The S&P Monthly Chart..

Here is the S&P monthly data chart showing the activity revolving out of the 18.6 year high of October 2018 and an S&P price of 2940. Also, take a look at the relative strength indicator (RSI) which shows its highest value in October 2018, what one would expect in a apex cycle response. All the activity since, even though with higher prices at points, cannot get out of a lethargic RSI state. We also would point out the fan formation out of that 2940 area as part of this Macro formation. Consequently I would expect us to move in a lower direction out of the current 3550 – 3600 S&P area towards much lower levels over the next 18 month. In the back of my mind I can see the February 2011 monthly high of S&P 1960 in play as a possible objective.

In summary,

The Macro cycle points to the potential risk of a market decline for a number of reasons. One is that current that the market price embeds a huge and unknown amount of manipulation. Secondly, the move from a Wall Street based economy to a Main Street based economy will have growing pains. Third, depending on how the Senate ends up, putting Green infrastructure in to play will no doubt have some teething problems.
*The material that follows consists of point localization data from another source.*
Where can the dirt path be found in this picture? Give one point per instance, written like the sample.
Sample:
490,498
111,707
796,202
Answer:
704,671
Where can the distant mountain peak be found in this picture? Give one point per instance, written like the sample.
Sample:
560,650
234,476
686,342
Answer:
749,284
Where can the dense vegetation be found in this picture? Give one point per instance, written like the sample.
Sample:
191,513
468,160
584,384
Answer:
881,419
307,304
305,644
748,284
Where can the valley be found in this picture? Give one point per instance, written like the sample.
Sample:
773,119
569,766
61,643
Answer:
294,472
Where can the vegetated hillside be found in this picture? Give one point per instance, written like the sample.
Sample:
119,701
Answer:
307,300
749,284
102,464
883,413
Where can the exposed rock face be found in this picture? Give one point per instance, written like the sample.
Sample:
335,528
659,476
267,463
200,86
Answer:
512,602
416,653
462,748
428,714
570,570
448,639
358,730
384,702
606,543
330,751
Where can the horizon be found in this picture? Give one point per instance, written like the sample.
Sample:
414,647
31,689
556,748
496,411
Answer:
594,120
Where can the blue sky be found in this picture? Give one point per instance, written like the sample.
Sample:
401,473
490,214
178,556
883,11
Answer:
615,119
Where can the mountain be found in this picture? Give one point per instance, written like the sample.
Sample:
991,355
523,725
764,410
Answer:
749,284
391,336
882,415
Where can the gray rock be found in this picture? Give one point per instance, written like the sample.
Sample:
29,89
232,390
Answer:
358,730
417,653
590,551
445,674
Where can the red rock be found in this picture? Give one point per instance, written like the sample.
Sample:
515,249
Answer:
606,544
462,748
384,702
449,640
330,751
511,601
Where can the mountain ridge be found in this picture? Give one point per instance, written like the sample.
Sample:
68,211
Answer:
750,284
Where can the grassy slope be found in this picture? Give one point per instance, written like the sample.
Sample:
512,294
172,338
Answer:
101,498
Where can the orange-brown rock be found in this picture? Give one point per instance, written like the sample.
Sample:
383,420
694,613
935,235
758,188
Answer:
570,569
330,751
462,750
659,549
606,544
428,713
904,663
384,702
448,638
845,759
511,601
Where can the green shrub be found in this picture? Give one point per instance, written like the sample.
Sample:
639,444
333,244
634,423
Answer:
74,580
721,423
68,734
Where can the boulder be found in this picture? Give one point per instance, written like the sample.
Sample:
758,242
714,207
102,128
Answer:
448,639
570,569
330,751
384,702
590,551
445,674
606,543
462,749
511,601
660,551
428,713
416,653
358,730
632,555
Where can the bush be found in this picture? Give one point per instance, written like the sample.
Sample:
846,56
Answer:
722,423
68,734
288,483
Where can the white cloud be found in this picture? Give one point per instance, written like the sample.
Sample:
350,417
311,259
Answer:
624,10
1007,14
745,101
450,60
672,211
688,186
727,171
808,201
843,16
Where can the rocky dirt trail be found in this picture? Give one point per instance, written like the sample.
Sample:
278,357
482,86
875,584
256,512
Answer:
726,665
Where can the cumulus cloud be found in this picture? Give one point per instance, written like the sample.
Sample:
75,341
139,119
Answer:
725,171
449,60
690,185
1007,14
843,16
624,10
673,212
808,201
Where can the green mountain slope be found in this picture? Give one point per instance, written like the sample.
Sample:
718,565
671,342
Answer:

How to initialize the Trade this month..

We have a classic short term chart situation in the S&P with four months trading in a general range and with the second month trading outside of the first month and closing lower. Then then the third month trading within the range of second month month and the fourth month trading within the range of the third month.
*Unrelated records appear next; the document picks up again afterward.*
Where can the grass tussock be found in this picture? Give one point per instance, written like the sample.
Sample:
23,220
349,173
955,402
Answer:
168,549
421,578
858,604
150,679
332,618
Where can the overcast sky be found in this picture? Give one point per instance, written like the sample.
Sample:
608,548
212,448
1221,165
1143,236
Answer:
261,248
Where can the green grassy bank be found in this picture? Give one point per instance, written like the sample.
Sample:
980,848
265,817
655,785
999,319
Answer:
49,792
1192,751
So now in overnight trading here tonight, Sunday, we see the high of the third week being taken out, the hook is set, now lets get it done in the day session. This is a climatic setup for a big reversal, ( note we could even see the high of the first month taken out, maybe even hitting the magic 3609 level for the supreme hook). But the important thing is the point when the S&P market takes out the low of the third month (3279) on a closing basis. This could happen at any time, at the moment during the this month, but for me Wednesday November 11, or Wednesday Nov 18 would be high value short cycle reversal days.